The following drug interactions have either been reported or are theoretical in humans or animals receiving oral neomycin and may be of significance in veterinary patients:
DIGOXIN: Oral neomycin with orally administered digoxin may result in decreased absorption. Separating the doses of the two medications may not alleviate this effect. Some human patients (<10%) metabolize digoxin in the GI tract and neomycin may increase serum digoxin levels in these patients. It is recommended that enhanced monitoring be performed if oral neomycin is added or withdrawn from the drug regimen of a patient stabilized on a digitalis glycoside.
METHOTREXATE: Absorption may be reduced by oral neomycin but is increased by oral kanamycin (found in Amforal®)
OTOTOXIC, NEPHROTOXIC DRUGS: Although only minimal amounts of neomycin are absorbed after oral or rectal administration, the concurrent use of other ototoxic or nephrotoxic drugs with neomycin should be done with caution
PENICILLIN VK (oral): Oral neomycin should not be given concurrently with oral penicillin VK as malabsorption of the penicillin may occur
WARFARIN: Oral neomycin may decrease the amount of vitamin K absorbed from the gut; this may have ramifications for patients receiving oral anticoagulants
Refer to the amikacin monograph for more information regarding drug interactions with parenteral neomycin.
Refer to the amikacin monograph for more information regarding these topics with parenteral neomycin; however, parenterally administered neomycin is much more nephrotoxic than is amikacin.
Rarely, oral neomycin may cause ototoxicity, nephrotoxicity, severe diarrhea, and intestinal malabsorption.
In humans, the FDA categorizes this drug as category C for use during pregnancy (Animal studies have shown an adverse effect on the fetus, but there are no adequate studies in humans; or there are no animal reproduction studies and no adequate studies in humans.) In a separate system evaluating the safety of drugs in canine and feline pregnancy (Papich 1989), this drug is categorized as class: A (Probably safe. Although specific studies may not have proved he safety of all drugs in dogs and cats, there are no reports of adverse effects in laboratory animals or women.)
Neomycin is excreted in cow’s milk following a single IM injection. If used orally, it is unlikely neomycin poses significant systemic risk to nursing offspring, but may negatively alter gut flora and cause diarrhea.
Oral neomycin is contraindicated in the presence of intestinal obstruction or if the patient is hypersensitive to aminoglycosides.
In neonates, orally administered neomycin can yield high systemic levels; avoid use in neonatal patients.
Chronic usage of oral aminoglycosides may result in bacterial or fungal superinfections.
Because aminoglycosides can cause irreversible ototoxicity when administered parenterally, they should be used with caution in “working” dogs.
Aminoglycosides should be used with caution in patients with neuromuscular disorders (e.g., myasthenia gravis) due to their neuromuscular blocking activity.
Because aminoglycosides are eliminated primarily through renal mechanisms, when administered parenterally they should be used cautiously, preferably with serum monitoring and dosage adjustment in neonatal or geriatric animals.

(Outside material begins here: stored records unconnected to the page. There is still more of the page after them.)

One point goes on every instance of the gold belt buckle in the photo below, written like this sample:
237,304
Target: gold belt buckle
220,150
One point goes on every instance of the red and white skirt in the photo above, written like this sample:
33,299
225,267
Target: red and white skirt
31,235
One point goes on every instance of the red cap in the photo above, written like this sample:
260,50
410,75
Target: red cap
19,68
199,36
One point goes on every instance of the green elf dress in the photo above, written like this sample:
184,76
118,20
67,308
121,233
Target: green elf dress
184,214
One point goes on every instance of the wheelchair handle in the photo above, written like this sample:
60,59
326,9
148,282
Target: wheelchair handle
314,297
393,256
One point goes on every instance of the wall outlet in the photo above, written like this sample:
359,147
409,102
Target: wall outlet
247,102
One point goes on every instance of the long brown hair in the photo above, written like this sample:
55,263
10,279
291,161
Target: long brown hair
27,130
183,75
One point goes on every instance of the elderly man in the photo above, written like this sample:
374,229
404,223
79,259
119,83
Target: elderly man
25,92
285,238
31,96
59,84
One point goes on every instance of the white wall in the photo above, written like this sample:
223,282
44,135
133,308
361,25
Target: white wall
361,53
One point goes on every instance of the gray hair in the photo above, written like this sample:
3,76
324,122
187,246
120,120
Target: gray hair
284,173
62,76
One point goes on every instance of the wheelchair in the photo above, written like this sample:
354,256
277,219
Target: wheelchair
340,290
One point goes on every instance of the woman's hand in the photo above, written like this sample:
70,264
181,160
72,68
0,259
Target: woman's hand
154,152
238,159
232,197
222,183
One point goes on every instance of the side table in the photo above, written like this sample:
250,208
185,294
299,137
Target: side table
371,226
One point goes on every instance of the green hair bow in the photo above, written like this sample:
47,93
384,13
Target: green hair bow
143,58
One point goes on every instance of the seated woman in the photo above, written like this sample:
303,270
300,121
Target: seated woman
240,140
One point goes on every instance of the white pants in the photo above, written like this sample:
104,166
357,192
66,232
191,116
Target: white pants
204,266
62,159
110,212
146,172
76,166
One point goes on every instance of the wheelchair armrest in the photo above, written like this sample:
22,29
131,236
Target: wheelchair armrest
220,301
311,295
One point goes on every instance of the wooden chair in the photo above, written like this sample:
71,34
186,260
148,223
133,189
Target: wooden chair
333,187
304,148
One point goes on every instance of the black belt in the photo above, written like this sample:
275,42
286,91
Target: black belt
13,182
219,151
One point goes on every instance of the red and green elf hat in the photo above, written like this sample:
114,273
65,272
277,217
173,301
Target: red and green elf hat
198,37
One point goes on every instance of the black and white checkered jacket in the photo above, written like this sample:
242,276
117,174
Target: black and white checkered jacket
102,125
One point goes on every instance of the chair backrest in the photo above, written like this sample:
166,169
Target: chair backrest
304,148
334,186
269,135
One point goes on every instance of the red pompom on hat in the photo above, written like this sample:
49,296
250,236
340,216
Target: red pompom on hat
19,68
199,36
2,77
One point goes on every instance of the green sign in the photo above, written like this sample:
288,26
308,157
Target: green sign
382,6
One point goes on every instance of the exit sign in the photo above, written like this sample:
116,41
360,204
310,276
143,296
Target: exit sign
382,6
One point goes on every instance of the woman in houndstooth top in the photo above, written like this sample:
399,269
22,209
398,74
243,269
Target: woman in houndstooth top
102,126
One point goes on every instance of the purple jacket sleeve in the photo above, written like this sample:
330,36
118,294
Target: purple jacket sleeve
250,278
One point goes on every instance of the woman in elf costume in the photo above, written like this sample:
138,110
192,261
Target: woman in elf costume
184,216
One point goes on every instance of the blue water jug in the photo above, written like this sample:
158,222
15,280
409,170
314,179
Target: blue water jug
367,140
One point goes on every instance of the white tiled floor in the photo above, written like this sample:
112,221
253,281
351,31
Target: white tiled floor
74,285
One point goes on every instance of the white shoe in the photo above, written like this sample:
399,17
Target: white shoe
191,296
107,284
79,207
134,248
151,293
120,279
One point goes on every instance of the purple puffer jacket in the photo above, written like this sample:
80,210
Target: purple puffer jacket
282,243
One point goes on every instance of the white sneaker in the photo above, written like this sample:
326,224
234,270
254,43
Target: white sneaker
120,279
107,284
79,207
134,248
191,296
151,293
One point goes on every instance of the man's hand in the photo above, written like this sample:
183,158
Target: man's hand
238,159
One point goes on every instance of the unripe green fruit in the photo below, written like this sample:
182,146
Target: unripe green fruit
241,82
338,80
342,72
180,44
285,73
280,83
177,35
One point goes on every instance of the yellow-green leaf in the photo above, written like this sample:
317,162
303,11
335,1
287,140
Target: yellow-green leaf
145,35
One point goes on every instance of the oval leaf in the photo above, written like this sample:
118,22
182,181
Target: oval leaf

When neomycin is given orally, only perhaps 3% of a dose is absorbed, but use with caution in patients with renal dysfunction.
Aminoglycosides are generally considered contraindicated in rabbits/hares, as they adversely affect the GI flora balance in these animals. Oral neomycin has been associated with antibiotic-associated diarrhea (enterocolitis) in horses and it is not commonly used in this species.
Poultry: Meat- 0 (zero) day. Egg- Egg must not be consumed up to 1 day after administration.
Calf, goat, sheep & swine: Meat- Meat must not be consumed up to 1 day after administration.
Milk- Milk must not be consumed up to 1 day after administration.